This is an excellent short film about the experience of living through the Famine, and what happened to some who were there at the time. The film begins with a brief detailing of what happened that made the Irish Famine the devastating historical event it was.

 

Many of our readers who saw our previous article on the two Famine books will remember why the Famine became so dreadful. To start with, native born Irish had fewer rights to start with (they couldn’t own land or a business of any kind – so they were doomed to tenancy, working for someone else, and poverty). Most of the land in Ireland was occupied by tenant farmers who paid their rent with seeds of potatoes or of money received in exchange at the market for the same.

 

When the potato blight struck, not only was there nothing in place to prevent a deepening famine, but on top of that the landlord and tenant laws were not only ridiculous already, but they were made worse with new laws. It became unjustifiable from an economic perspective for the landlords to allow the tenants to continue to live on the land. When they decided to convert their farms into other types of operations (such as for cattle), the tenants had to go.

 

Unfortunately for the native Irish, the laws relating to tenants’ rights were nonexistent. Similar to a few states in the US, once the landlord decided he wanted the residents evicted, in came the government cavalry. Everyone – men, women, children – dragged out onto the grass in front of their house, and the house was literally torn down until only one wall remained. So on top of the potato blight and skyrocketing famine prices, there were former tenant farmers wandering the fields with no place to live during some of the harshest winters they’d thus far endured.

 

Much of the discussion in this film related to the ones that got away. Over a million people emigrated out of Ireland during this time period. Up to three million died of the famine or emigrated. Ireland’s population has yet to recover, and only recently surpassed the numbers that existed just before the Famine.

 

Several descendants of people who lived through the famine and stayed are featured, along with some who left. The latter part of the film focuses on the “Earl Gray girls.”

To give this some context, Australia started out as a penal colony. As such places tend to go, the population of this colony was mainly male, with a serious shortage of females. Without girls, the colony would not be sustainable, and many of those who had earned their freedom there (after serving a certain number of years as prisoners and slaves) wanted to marry and have children.
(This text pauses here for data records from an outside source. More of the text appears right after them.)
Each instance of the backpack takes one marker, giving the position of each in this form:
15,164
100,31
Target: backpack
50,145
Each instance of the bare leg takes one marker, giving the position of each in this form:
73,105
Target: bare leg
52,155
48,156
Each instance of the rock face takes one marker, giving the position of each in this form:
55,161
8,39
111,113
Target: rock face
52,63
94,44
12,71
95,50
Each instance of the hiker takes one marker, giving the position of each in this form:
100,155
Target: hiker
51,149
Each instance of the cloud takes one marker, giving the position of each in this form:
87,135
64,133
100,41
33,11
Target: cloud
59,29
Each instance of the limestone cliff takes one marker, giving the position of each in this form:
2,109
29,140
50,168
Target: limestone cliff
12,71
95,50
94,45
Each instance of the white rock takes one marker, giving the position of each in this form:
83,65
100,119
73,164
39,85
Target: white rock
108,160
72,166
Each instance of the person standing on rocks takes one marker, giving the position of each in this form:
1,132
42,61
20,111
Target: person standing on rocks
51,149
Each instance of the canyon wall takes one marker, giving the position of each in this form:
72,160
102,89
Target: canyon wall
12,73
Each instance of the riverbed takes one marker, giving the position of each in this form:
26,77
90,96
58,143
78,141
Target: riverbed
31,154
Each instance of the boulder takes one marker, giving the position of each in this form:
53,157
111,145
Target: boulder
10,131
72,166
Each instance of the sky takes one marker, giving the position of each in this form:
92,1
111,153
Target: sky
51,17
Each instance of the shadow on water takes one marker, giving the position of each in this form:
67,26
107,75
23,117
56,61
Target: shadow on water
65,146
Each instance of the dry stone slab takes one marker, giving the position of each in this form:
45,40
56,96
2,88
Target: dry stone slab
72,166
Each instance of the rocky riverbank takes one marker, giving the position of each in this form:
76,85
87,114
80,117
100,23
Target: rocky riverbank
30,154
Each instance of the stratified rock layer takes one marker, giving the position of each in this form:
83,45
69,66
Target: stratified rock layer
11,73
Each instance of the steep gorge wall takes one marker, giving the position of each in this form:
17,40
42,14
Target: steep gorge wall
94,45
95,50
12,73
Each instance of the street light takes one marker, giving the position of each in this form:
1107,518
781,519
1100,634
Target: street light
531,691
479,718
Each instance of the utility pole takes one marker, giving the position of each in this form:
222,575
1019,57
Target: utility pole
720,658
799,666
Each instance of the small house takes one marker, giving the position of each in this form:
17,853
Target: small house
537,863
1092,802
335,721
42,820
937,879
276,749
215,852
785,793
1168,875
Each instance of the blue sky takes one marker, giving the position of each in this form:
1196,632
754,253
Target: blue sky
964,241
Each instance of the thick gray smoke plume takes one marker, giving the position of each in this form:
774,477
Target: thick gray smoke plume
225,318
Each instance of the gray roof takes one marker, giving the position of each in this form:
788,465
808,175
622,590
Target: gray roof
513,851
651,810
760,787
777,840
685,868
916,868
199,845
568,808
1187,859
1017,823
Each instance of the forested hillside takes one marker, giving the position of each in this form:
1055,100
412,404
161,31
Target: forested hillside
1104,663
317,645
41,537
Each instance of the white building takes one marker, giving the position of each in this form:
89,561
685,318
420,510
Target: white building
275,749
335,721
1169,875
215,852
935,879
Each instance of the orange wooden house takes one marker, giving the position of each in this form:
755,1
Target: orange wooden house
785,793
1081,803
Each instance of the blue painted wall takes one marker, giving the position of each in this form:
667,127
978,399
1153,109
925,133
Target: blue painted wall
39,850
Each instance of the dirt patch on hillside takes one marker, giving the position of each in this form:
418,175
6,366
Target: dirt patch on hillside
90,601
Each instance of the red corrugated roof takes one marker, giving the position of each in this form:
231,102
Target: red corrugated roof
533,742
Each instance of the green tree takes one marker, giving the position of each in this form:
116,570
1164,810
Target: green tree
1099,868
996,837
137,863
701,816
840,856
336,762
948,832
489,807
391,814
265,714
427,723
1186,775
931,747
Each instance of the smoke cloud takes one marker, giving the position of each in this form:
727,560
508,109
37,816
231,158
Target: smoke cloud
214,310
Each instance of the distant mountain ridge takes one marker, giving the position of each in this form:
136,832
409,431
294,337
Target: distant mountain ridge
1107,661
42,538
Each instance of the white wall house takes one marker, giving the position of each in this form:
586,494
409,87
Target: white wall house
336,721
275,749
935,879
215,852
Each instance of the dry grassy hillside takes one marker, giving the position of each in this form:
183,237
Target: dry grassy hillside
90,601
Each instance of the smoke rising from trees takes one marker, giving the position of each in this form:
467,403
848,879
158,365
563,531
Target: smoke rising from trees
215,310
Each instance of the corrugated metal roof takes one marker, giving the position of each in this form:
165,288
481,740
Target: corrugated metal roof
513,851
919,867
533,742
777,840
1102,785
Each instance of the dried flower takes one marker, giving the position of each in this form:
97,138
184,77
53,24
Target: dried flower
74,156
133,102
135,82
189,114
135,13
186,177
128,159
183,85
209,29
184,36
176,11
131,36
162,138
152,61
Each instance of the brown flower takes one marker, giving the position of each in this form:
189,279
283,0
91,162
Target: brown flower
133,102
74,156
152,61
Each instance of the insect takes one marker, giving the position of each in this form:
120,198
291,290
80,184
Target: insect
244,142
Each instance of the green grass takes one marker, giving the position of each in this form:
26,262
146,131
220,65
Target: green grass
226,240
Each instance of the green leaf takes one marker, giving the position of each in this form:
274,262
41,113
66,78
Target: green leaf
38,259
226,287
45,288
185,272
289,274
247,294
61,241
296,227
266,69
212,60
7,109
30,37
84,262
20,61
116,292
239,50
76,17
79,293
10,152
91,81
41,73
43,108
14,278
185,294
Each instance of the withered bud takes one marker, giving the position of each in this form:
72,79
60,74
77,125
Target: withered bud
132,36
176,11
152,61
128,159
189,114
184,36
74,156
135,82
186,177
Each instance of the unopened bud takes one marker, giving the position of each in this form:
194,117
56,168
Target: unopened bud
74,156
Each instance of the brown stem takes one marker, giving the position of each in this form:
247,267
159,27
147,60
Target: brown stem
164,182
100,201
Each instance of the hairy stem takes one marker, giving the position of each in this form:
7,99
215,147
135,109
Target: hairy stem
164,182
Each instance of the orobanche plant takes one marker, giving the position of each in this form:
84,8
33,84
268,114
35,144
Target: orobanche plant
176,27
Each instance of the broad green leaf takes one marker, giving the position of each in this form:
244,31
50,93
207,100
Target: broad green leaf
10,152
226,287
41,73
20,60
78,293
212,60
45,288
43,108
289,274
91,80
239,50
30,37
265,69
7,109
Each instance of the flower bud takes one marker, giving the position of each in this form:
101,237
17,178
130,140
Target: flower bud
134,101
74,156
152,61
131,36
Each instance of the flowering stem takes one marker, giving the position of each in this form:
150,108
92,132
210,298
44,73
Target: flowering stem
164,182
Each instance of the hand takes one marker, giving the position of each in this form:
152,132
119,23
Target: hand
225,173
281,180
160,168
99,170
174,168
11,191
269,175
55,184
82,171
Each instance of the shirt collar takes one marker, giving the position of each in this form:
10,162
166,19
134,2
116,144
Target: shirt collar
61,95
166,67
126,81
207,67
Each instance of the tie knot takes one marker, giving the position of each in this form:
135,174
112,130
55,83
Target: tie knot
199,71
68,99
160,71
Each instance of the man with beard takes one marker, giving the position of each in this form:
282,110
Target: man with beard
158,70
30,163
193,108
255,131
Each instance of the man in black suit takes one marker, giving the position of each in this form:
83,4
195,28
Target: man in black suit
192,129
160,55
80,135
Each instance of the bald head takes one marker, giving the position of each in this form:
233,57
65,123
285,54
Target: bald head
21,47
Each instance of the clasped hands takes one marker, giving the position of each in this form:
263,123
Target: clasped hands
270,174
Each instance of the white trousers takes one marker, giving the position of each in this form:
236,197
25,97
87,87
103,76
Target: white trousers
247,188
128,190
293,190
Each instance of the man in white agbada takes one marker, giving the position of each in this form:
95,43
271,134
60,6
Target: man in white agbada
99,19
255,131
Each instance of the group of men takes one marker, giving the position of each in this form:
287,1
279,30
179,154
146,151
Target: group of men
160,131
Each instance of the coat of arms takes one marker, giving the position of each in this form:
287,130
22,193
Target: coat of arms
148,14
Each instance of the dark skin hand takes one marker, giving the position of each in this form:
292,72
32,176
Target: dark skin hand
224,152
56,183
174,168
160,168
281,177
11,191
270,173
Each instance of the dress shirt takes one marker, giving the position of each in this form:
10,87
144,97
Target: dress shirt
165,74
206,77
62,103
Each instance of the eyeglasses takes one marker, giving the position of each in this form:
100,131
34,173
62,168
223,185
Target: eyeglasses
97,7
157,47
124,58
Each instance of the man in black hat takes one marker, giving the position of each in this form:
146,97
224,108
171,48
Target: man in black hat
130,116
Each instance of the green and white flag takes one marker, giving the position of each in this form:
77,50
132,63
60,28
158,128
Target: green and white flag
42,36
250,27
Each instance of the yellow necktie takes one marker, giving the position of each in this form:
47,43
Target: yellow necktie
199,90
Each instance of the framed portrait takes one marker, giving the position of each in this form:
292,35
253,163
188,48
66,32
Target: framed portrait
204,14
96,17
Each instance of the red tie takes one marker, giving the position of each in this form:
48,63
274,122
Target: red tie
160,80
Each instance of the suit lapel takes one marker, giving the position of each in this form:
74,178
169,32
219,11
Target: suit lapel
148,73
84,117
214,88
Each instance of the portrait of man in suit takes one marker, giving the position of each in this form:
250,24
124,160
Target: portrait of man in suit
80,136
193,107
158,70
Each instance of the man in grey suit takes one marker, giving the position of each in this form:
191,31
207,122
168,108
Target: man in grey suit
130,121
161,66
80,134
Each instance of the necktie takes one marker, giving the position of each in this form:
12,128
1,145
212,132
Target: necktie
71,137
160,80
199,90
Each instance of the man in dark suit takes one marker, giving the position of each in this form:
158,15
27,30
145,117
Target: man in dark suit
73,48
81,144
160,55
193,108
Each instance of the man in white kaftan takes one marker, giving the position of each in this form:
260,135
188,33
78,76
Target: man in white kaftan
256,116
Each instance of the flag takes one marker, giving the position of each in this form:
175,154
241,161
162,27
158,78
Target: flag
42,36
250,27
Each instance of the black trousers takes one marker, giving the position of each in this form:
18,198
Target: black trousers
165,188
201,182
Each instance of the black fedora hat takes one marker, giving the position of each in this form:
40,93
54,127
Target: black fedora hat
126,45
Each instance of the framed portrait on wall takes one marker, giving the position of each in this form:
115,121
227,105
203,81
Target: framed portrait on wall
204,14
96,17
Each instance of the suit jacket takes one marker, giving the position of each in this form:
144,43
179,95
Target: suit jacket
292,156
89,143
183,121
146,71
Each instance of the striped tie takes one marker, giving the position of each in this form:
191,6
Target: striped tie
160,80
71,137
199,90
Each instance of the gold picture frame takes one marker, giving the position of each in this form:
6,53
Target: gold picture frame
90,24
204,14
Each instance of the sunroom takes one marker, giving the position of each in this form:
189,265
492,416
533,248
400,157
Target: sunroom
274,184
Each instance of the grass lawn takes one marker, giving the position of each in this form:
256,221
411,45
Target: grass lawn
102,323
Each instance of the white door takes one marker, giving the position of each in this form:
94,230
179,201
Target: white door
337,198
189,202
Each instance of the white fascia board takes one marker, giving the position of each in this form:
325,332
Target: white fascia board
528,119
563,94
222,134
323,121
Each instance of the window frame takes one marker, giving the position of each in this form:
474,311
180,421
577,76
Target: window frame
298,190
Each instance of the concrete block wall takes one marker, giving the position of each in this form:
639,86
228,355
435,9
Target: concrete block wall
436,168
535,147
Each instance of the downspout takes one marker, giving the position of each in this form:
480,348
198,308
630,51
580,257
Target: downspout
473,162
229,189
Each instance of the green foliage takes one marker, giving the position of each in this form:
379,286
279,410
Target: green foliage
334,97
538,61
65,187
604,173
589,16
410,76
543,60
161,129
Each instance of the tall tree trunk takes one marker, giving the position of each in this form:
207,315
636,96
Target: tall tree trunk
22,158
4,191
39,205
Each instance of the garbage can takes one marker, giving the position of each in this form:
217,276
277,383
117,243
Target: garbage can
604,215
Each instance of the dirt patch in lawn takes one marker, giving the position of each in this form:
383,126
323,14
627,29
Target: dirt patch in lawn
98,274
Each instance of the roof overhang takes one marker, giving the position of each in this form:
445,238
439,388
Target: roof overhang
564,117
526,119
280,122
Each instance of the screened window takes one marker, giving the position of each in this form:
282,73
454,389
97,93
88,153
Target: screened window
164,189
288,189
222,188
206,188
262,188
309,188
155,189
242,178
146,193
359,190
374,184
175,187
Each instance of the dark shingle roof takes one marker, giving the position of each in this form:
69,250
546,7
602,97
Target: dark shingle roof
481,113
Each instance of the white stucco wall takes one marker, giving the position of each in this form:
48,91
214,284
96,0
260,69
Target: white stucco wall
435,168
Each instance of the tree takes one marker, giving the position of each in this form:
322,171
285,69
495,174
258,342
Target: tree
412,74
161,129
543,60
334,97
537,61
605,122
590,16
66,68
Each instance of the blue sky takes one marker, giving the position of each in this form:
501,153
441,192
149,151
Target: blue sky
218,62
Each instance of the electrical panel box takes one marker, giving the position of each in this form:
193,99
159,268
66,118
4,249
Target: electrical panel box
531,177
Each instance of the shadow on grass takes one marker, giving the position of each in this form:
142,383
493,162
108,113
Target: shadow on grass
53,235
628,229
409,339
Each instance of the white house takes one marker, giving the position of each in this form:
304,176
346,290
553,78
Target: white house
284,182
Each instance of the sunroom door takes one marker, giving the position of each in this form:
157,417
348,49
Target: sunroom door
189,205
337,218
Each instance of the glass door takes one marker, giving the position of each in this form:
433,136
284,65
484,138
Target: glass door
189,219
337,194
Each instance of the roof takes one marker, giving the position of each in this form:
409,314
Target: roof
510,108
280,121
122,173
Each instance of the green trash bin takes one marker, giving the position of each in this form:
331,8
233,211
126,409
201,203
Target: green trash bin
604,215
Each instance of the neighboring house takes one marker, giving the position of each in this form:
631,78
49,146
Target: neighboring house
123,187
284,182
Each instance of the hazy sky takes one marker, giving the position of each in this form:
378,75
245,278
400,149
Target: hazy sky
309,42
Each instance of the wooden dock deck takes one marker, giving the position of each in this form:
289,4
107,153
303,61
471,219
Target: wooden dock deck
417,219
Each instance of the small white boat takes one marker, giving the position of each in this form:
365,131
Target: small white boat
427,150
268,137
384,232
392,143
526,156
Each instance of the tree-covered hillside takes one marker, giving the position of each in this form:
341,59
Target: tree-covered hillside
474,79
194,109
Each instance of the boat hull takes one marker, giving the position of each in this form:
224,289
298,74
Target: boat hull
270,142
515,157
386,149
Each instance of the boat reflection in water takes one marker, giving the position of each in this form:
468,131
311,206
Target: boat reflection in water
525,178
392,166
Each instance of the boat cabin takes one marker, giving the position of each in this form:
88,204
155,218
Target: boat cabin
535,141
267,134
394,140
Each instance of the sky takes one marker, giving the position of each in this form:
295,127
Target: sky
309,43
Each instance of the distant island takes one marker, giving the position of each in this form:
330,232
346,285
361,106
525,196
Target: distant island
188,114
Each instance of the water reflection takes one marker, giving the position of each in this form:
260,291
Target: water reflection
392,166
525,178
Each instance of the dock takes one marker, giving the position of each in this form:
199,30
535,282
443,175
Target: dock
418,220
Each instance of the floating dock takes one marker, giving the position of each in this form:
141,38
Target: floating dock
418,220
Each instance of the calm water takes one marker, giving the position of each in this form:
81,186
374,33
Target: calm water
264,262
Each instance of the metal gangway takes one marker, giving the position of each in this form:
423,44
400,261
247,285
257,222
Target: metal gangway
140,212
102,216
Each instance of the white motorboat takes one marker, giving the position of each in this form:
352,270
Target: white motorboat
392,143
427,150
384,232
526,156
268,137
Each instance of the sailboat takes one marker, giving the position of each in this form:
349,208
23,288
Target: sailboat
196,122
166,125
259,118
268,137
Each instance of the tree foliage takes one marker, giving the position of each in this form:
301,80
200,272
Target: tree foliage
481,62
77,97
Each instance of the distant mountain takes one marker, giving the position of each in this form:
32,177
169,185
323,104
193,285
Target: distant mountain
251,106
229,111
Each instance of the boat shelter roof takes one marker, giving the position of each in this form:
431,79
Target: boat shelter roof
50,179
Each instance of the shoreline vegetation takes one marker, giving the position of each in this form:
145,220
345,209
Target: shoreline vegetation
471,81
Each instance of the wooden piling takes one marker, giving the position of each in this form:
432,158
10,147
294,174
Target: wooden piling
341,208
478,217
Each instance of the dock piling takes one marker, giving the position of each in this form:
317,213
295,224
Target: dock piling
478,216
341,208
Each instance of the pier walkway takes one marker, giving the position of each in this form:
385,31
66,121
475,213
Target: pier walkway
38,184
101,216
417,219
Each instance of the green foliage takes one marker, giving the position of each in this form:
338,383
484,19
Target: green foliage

But there were no girls. So Earl Gray, a member of the ruling class in England, came up with a scheme. Ireland was quite heavy in orphan girls of marriageable age who had lost their parents and sometimes siblings to the ravages of the famine.

 

Living in workhouses and orphanages, they had no opportunity. With no family or dowry, they’d be doomed to a life of lonely spinsterhood and possibly starvation due to their extreme poverty and the continuing famine. So Earl Gray offered them an opportunity: paid travel and lodging to Australia to become servants in the colonists’ homes, with the hope that they’d find someone who wanted to settle down with them. The program was quite successful, with some of the girls having a dozen children. Consequently, they have many, many descendants in Australia.

 

This was a very well done and beautifully filmed documentary that covers an aspect of the Famine not often discussed: a positive side in the midst of that great darkness which swallowed many lives. But these women went on to survive and even thrive in their new home, bringing a ray of hope with them to a new place. There are so many sides to the story, and it was good to see this infrequently discussed part of it. Ireland has many descendants in Australia because of the scheme by which some were able to escape a dire fate.

 


I highly recommend this film and give it five stars.